Wednesday, July 22, 2009

As important as I think our lacking Health Care "System" is, something else bothers me more!!



It is nearly impossible for me to keep track of Obama and his administration. Among the economy, Pakistan, Iran, Health Care, the (still leaking) Mexican border, Afghanistan and (oh yes, still) Iraq ... it is hard to keep up with it all.

Of most concern to me (despite Obama's limp defense this evening of his (non-existent, but definitely needed) health care system overhaul, is that Obama has so dramatically changed his tune about being against war since the election. I know for a fact that a lot of my friends voted on Obama because they called Bush a war monger. It's not the economy stupid; it's Armageddon!

And oh yes, they (including me) also thought he would do marginally better on the economy than McCain. Whoops!

At the rate Obama is sending more troops and money to Middle East--albeit that Afghanistan is the target today--we will be there another 100 years!! Didn't he criticise McCain for that comment?

Well, July has been the deadliest month yet for U.S. forces in Afghanistan, Iran is developing a nuclear capability--not to mention North Korea--and the topic of the moment: Health Care!

Sadly, the longer we stay in Iraq and Afghanistan and the more money we spend on the burgeoning Defense budget, the more we'll feel compelled to remain in the Middle East to validate the investment. A similar self-imposed predicament plagued U.S. officials during the war in Vietnam. Oddly enough, when opinion leaders in Washington talk about "lessons learned" from Vietnam and other conflicts, they typically draw the wrong lesson: not that America should avoid intervening in someone else's domestic dispute, but that America should never give up after having intervened, no matter what the cost.
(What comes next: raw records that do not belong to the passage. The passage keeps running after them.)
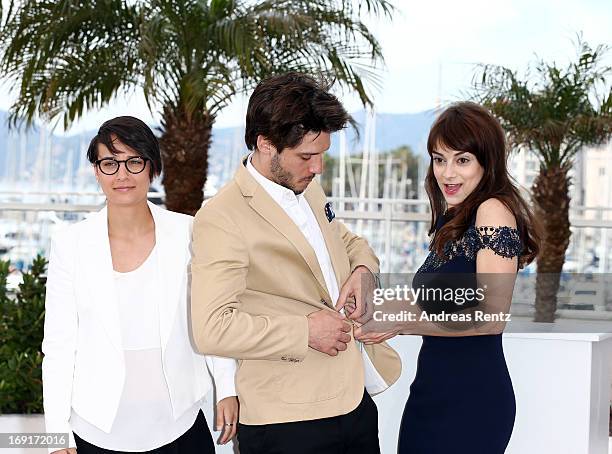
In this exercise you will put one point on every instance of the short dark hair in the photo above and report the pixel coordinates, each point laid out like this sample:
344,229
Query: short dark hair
132,132
284,108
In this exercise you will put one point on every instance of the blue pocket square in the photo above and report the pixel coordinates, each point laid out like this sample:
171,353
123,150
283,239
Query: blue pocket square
329,212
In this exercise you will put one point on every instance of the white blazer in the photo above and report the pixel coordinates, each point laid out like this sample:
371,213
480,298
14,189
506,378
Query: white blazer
83,366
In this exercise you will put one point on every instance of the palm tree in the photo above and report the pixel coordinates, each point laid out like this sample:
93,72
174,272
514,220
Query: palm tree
189,57
554,115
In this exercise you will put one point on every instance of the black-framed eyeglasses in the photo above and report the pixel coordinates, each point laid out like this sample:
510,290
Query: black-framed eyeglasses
110,166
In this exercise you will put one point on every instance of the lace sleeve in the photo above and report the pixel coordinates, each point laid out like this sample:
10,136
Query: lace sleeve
504,241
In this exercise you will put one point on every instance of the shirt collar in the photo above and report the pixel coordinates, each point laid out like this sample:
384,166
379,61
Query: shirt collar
280,194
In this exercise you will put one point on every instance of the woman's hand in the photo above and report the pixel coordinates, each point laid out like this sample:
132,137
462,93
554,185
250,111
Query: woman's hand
227,418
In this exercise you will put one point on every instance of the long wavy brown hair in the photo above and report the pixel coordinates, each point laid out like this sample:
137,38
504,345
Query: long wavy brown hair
466,126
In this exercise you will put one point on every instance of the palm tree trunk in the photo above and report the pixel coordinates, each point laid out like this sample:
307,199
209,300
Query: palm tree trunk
551,202
185,143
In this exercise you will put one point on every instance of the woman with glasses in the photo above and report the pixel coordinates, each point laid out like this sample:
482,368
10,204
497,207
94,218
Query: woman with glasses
119,372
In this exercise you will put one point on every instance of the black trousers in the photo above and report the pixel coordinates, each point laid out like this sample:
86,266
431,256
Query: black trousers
196,440
355,432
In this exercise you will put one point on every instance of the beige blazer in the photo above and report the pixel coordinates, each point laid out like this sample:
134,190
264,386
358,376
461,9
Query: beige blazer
255,278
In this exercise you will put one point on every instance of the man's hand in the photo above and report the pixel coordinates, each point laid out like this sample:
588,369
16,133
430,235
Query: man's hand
360,285
227,418
327,332
370,338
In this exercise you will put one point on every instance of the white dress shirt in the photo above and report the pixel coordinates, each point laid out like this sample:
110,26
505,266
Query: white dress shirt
297,208
144,419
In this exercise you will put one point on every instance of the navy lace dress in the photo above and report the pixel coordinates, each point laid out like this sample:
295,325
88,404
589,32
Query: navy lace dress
461,400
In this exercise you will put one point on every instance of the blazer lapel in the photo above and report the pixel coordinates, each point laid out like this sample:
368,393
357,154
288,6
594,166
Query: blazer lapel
98,270
172,262
274,214
335,246
268,209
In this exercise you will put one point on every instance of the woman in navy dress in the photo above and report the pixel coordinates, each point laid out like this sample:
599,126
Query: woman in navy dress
462,400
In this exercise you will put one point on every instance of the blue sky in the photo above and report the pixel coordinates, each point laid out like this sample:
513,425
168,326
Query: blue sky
431,49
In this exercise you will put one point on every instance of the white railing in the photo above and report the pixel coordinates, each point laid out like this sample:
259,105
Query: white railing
397,229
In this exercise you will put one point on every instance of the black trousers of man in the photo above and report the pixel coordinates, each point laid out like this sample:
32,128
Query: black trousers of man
355,432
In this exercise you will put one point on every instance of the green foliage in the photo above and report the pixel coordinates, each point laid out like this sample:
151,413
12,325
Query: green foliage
558,110
21,332
192,55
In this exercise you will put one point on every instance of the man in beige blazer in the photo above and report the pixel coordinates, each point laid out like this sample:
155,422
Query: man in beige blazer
271,267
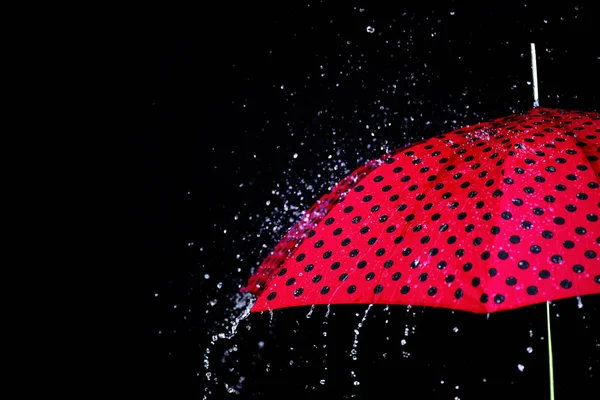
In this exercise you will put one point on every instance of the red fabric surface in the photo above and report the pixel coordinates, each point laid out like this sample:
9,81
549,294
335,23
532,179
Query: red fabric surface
491,217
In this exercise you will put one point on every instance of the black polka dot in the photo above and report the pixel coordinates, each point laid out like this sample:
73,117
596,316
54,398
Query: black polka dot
592,217
532,290
566,284
591,254
578,268
547,234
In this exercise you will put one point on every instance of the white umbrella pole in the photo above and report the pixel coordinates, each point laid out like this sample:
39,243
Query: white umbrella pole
536,98
550,351
536,103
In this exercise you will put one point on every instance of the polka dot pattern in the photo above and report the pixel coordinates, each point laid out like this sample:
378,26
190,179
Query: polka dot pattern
491,217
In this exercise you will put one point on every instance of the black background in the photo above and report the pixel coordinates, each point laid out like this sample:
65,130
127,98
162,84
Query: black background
218,135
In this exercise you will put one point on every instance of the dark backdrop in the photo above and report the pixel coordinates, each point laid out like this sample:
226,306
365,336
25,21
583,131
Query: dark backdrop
233,92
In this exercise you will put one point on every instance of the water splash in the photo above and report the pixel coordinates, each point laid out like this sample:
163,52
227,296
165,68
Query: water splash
354,350
243,305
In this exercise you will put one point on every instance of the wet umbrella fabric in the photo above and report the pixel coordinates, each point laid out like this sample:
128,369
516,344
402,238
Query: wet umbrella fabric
491,217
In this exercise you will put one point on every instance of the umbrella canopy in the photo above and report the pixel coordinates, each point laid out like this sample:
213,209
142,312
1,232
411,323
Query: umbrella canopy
490,217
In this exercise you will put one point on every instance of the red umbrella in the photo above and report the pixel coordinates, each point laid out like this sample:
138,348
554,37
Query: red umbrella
491,217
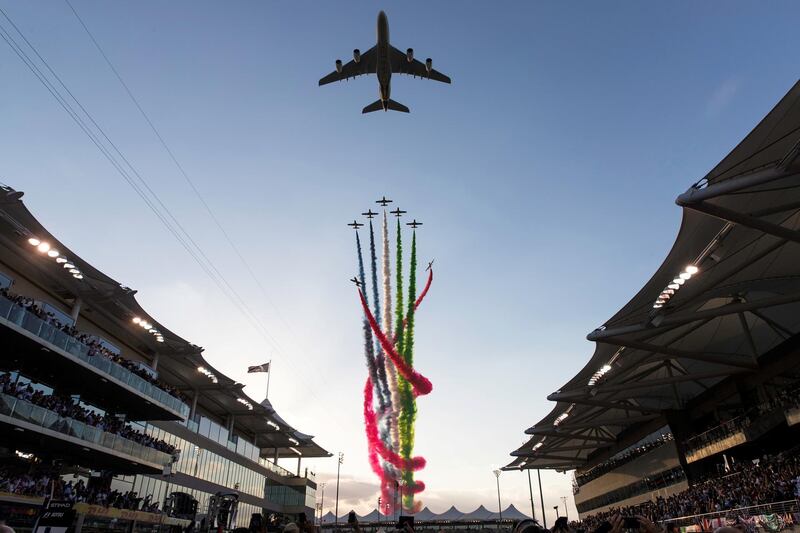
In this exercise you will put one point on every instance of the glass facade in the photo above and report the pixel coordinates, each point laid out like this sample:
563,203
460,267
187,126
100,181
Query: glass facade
206,465
48,333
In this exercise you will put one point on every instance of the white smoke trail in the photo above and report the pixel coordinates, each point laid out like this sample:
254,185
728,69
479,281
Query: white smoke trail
391,372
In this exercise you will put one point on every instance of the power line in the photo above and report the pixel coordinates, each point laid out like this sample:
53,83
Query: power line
185,175
183,237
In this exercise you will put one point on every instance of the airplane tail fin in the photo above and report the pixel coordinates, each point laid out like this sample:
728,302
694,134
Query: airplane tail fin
377,105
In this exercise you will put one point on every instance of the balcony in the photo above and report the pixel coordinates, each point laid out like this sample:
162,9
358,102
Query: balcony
27,425
89,375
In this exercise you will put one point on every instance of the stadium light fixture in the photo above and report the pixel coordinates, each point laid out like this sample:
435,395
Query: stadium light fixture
676,285
245,403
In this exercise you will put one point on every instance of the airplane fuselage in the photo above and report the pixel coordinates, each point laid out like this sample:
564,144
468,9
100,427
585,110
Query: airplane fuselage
383,65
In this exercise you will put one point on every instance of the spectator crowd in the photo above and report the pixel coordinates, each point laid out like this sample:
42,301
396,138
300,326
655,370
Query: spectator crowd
42,483
68,408
787,398
620,459
96,348
767,480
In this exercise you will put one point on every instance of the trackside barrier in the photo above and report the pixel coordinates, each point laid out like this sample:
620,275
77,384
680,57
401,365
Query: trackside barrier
775,516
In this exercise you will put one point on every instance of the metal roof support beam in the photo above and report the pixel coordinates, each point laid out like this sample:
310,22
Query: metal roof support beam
565,466
610,405
554,433
684,318
529,453
746,220
777,328
555,458
623,421
708,357
667,381
749,336
694,195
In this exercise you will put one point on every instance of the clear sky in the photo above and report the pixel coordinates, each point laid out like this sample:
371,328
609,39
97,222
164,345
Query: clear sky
545,176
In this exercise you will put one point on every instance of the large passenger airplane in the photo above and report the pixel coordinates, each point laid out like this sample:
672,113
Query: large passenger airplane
384,59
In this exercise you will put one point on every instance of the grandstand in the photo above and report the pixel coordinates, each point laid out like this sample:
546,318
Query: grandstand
480,519
103,407
698,377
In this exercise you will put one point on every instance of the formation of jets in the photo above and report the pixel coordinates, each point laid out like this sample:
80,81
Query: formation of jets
384,60
370,214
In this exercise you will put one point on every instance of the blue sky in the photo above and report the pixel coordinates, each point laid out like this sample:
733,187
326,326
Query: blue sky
545,175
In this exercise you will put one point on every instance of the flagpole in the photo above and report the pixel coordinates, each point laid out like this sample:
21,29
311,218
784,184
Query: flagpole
269,373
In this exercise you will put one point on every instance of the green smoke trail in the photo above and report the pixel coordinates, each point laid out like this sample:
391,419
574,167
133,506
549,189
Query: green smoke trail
399,298
409,403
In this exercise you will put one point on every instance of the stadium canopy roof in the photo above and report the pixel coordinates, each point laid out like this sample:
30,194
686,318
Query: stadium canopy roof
113,307
678,337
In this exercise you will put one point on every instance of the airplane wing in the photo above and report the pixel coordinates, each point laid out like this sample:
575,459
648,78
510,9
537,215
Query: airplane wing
401,65
366,65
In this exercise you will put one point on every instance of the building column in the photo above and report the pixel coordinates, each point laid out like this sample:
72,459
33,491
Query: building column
194,404
76,310
681,429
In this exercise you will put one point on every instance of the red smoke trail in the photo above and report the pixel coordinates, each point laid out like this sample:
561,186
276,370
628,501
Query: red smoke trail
375,443
377,448
421,384
416,305
425,290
The most important response against a "withdrawal is weak-kneed" argument is that America's military roams the planet, controls the skies and space, faces no peer competitor, and wields one of the planet's largest nuclear arsenals. America is responsible for almost half of the world's military spending, and can project its power to the most inaccessible corners of the globe. Thus, the fear that America would appear "weak" after withdrawing from Afghanistan (today's "front" in the war on terror) is totally irrational.
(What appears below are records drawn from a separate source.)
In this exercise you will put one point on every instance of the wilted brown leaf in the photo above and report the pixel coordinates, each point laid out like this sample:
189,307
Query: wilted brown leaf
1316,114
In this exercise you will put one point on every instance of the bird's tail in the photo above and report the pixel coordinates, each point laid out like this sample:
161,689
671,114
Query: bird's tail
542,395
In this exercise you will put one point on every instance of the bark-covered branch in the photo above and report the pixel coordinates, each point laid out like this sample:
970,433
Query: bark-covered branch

The $1.5 trillion that a decent health care system might cost (today's estimate) could be bought and paid for ten times over (or never on a planet that's radiated ten times over) for the cost of the continuation of Bush-cum-Obama's War on Terror.


3 Comments:

At 10:28 PM, Anonymous Anonymous said...

Would you hand over all of the Middle East to the Al-Quaeda? You sound like a Demo-commie half of the time and a pseudo-intelletural the other half of the time.

 
At 10:30 PM, Blogger Dr. Joe said...

To anonymous:

It's "inellectua,"not "inellectura"!! You sound lildly like George W. Bush.

Dr. Joe

 
At 10:32 PM, Blogger Dr. Joe said...

I'll leave it to you to correct my spelling errors. I was too angry to key that in slowly!